El diablo se aparecía cuando uno menos lo pensaba, detrás de la casa. Las ceguas se atropellaban en los solares, con sus dientes de cáscaras de guineos y sus cabelleras de cabullas. La carretanagua recorría las calles al peso de la media noche sembrando el terror con su pavoroso ruido... Y la gente se veía amenazada en todas partes por las almas en pena, brujas, hechiceras y padres sin cabeza.
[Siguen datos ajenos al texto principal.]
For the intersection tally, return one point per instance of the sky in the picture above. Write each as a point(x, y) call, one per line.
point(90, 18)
Pero sucedió que una vez, tras una sangrienta reyerta, Ñoringues y Nurindas regresaron a su base muy cambiados de cómo volvían antes. Veían a muchos de los suyos mutilados, deformados por las heridas. Y cuando entró la noche, los más viejos, los que se creían más culpables de aquellas horribles matanzas, hicieron en su interior el balance de sus tremendas responsabilidades. Pasaron días y días y ninguna de las dos familias daban trazas de querer volver a la pelea. Miembros de ellas se encontraban en calles y caminos y hasta se saludaban. Al principio se hallaban recelosos, pero después fueron entrando en confianza, como amigos.
El pueblo se vió prosperar en pocos días. Las crucetas y los fusiles se cubrían de sarro en los rincones de las casas. Ñoringues y Ñurindas se visitaban, fraternizaban. En todo el pueblo había paz. Sólo los perros, ya viejos y con los ojos telarañosos, seguían ladrando, como en otro tiempo, para concitar los ánimos a la lucha. Ladraban en vano. Nadie quería pelear. Desde entonces, en el pueblo, dieron el apodo de “inactuales” a los perros de los Ñoringues y de los Ñurindas. Algunos todavía siguen ladrando. Son los especímenes del periodismo intransigente, mordaz y sectario.